I want to be alone and lay in a still position. Even moving
to change positions is a task, one I don’t wish to partake in.
For a moment I forgot how to breathe, as if anyone has ever
taught me. Something as natural, as voluntary as breathing ceased. I remember
staring at his body hearing voices talking, they asked me what they should do
with his body. My first response was reaching for my phone to call him on his. Then my mind quickly
reminded me that he was gone. I then
asked the hospital staff to give me a few hours, that I’d be back to get him.

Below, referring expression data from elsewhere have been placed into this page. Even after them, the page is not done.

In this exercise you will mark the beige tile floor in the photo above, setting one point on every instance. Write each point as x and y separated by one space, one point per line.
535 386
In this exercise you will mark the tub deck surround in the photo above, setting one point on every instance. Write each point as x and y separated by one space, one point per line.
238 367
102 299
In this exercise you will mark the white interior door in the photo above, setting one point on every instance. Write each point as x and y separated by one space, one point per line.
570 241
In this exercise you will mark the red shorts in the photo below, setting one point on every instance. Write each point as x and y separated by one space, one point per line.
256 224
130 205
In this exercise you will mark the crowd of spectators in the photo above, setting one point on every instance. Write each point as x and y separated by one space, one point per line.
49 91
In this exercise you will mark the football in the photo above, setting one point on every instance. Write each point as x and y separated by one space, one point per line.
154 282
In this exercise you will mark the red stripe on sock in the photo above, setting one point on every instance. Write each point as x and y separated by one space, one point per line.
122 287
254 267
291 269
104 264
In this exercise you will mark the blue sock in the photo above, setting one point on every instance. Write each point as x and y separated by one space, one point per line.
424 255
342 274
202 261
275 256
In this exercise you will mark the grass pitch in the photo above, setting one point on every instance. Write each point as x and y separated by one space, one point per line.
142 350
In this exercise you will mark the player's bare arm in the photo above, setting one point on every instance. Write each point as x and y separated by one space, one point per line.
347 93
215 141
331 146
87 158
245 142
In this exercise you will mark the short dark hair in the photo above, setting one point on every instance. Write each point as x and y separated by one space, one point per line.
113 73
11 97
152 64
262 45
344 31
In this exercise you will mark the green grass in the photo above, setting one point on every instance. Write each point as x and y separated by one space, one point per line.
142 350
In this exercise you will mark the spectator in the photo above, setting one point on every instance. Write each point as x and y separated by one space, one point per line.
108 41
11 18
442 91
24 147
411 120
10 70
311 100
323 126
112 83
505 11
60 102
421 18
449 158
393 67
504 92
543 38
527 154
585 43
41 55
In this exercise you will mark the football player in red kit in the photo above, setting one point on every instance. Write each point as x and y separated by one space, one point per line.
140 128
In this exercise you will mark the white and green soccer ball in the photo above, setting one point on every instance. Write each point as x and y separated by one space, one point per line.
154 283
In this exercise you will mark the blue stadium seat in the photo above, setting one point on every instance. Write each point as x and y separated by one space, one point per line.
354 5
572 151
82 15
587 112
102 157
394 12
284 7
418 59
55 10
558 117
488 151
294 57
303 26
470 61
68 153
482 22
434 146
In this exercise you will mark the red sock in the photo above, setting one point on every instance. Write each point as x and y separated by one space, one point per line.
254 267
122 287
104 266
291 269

I don’t think I’ll ever make sense of that moment, even in
the years to come. One second he was there and the next he was gone. That
particular moment taught me that I own nothing. That even our righteousness had
no value against death. I could have been the most perfect wife but that
wouldn’t constitute my ownership over my husband’s life. No matter how much I
loved my husband, my love was never going to be enough. I couldn’t lay claim
over him and tell God he was mine and therefore he should let him live.
This is why I cared about nothing after. There was no point
in anything. What would be the point in celebrating a life only to lose
it? And if something as precious as life
could be lost, what’s the point of celebrating and holding on tightly to
material wealth? It all seemed pointless.
I couldn’t let this go on though. My kids still needed a
mother. Me still needed me.
I won’t lie, it was tough; it still is and today is just one
of those tough days.
I woke up with such unbearable pain in my heart. I was
filled with confusion because everything in me doesn’t want to feel like this.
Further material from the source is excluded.